– Эй, кто здесь? – крикнула я. – И где вы?
– Дапамажыце…
Я присела на корточки. Кажется, голос доносился откуда-то снизу. В тусклом свете уличного фонаря я рассмотрела подобие ниши, уходящей под землю. Проем был почти полностью занесен снегом, и лишь часть рамы еще оставалась на поверхности. Я разгребла нанос и увидела кусок стекла. Это было окно.
Я оглядела дом еще раз. Строение выглядело очень старым, заброшенным, и большая его часть была отгорожена от улицы высоким деревянным забором. Я зашагала вдоль постройки и вскоре обнаружила дверь, запертую на огромный замок. Проходом давно не пользовались, все железные детали успели как следует проржаветь, а крашеные – потускнеть и облупиться. Картину довершал сугроб, по-свойски прильнувший к почерневшим доскам. Я двинулась дальше.
Дойдя до угла дома, я вернулась и посмотрела с противоположной стороны. Та же кирпичная стена, забор и занесенный снегом оконный проем. Другого входа в подвальное помещение не было.
– Холадна, вельми холадна…
Опять этот голос! Теперь он был чуть громче, отчетливее, и я перестала сомневаться. На помощь звал ребенок.
– Малыш, ты здесь?
Я подбежала к двери и дернула замок. Несмотря на слой ржавчины, он крепко держался на своем месте и не думал поддаваться. Тогда я шагнула в сугроб, взялась за железную скобу и попыталась расшатать дверь, чтобы образовалась хотя бы небольшая щель. Но дверь даже не дрогнула.
– Малыш, не молчи! Я обязательно доберусь до тебя. Слышишь?
– Забярыце мяне адсюль. Хутка раніца. Я баюся раніцы. Забярыце мяне адсюль, цетачка!

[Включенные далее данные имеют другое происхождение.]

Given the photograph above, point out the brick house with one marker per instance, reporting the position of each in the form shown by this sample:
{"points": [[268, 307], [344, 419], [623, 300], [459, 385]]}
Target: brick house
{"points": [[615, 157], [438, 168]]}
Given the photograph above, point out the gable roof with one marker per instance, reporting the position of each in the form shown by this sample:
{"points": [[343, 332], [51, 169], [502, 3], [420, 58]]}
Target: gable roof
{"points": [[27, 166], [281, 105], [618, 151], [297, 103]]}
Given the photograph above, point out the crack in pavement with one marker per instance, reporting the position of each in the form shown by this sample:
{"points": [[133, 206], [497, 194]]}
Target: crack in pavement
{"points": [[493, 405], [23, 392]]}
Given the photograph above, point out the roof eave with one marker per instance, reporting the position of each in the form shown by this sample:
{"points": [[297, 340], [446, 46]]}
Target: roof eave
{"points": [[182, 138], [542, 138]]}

– Ну конечно, обязательно заберу… – Теперь я смогла разобрать, что ребенок говорит на белорусской мове, которую немного знала.
Я навалилась на дверь. Никакого результата. Малыш снова позвал меня, но на этот раз его голос был слабее, тише. Он замерзал.
Жгучий приступ ярости вдруг накатил на меня. Я, высшее творение природы, сложнейший организм с миллиардом нейронов, мозгом и… сердцем, наконец, сейчас ничего не стоил по сравнению с простым куском дерева. Я не могла звать на помощь, не могла пытаться сбить замок, не могла расколотить окно под снегом. Если бы меня вдруг заметили, то приняли бы за сумасшедшую или преступницу. И малыш погиб бы.
Прижав голову к холодной древесине, я закрыла глаза и застонала от беспомощности.